We asked Protect Our Care about its claim that “insurance companies could deny you coverage” before the ACA, even though employer plans couldn’t deny coverage outright. Communications Director Amanda Harrington replied that the ACA’s provisions were still important to those with work-based insurance, because without those protections “we would go back to a time when people are essentially shackled to their employer-sponsored coverage.”
Jost, too, made the point that the ACA gave peace of mind to anyone worried about losing employer-sponsored coverage, and more freedom to those who wanted to leave their jobs to start their own business. Those employees know that under the ACA they can’t be denied coverage or pay more based on medical conditions on the individual market.
When we delved into this issue in the past, experts also made the point that small employers could have faced higher premiums, before the ACA, if a few of their employees had health conditions that would then increase costs for the group.
If this court case were ultimately successful and eliminated preexisting condition protections under the ACA, there would be some impact on some individuals with employer-sponsored coverage. But it’s the individual market that would go back to a time when insurers could deny coverage outright.
130 Million Have Preexisting Conditions?
The ad, as well as several Democratic politicians, have said that about 130 million Americans have preexisting conditions, and the figure comes from an Obama-era Department of Health and Human Services report. But that analysis concerned who could be denied coverage or charged more if they were seeking coverage on the individual market before the ACA’s protections went into effect in 2014. We would caution readers to pay attention to how this figure is being used.

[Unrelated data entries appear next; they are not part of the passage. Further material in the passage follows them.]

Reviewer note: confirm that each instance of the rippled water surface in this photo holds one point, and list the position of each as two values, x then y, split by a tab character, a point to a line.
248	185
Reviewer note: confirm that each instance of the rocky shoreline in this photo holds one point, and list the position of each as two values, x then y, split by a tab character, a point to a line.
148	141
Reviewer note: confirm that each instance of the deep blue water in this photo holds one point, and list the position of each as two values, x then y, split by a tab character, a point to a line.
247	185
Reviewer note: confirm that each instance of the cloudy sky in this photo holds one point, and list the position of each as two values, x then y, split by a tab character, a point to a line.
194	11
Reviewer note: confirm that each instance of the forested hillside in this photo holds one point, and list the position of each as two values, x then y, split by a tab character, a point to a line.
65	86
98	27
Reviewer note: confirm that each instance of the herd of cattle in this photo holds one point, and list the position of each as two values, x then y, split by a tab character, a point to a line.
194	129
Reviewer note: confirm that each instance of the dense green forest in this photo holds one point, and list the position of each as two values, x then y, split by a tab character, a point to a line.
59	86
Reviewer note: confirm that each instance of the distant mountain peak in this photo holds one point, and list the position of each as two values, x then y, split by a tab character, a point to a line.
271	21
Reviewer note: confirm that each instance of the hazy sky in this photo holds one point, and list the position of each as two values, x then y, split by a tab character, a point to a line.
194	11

For instance, Sen. Kamala Harris tweeted on June 12 that if the Trump administration were successful through the Texas lawsuit, “up to 130 million could be denied necessary and affordable health care.” A petition on Harris’ website also says “up to 130 million could be denied care.” But the HHS report doesn’t say that.

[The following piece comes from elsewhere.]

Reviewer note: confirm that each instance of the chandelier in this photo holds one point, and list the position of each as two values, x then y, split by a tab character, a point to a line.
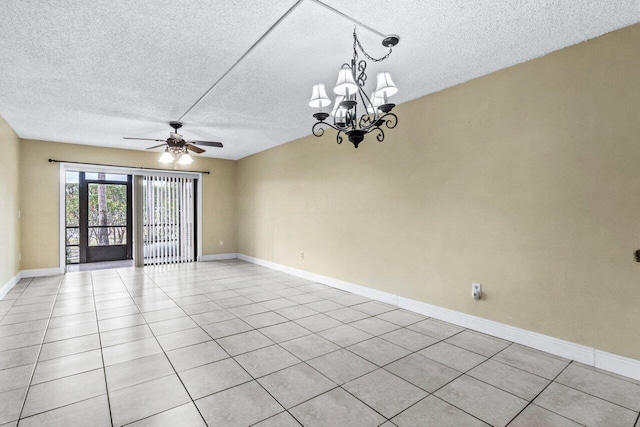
356	114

Instead, the report says that 61 million to 133 million people with preexisting conditions could be “denied coverage, charged significantly higher premiums, subjected to an extended waiting period, or having their health insurance benefits curtailed should they need individual market health insurance coverage.” (Emphasis is ours.)
So, if those 133 million people, or 51 percent of the nonelderly population in 2014, all needed to get insurance on the individual market — which is highly unlikely — they could face some discrimination based on preexisting conditions. But even then, they wouldn’t all be “denied care.”
The range of numbers in the HHS report are based on a narrow definition of those with a condition that generally would have led to a denial of coverage (the 61 million people) and a “broader definition” of conditions used by insurers on the individual market before the ACA to deny coverage, charge more or exclude some coverage (the 133 million). The broader measure includes common conditions such as arthritis, high cholesterol, asthma and obesity.
The HHS report says 67 percent of the 133 million with preexisting conditions had employer-sponsored insurance in 2014. Another 17 percent had Medicaid or Children’s Health Insurance Program coverage — which also can’t deny coverage based on health conditions. Some of these individuals may well need, or want, to seek coverage, even temporarily, on the individual market.
But as the HHS report makes clear, they would have to enter the individual market, one without the ACA’s protections, to be subject to a denial or higher health-based premiums.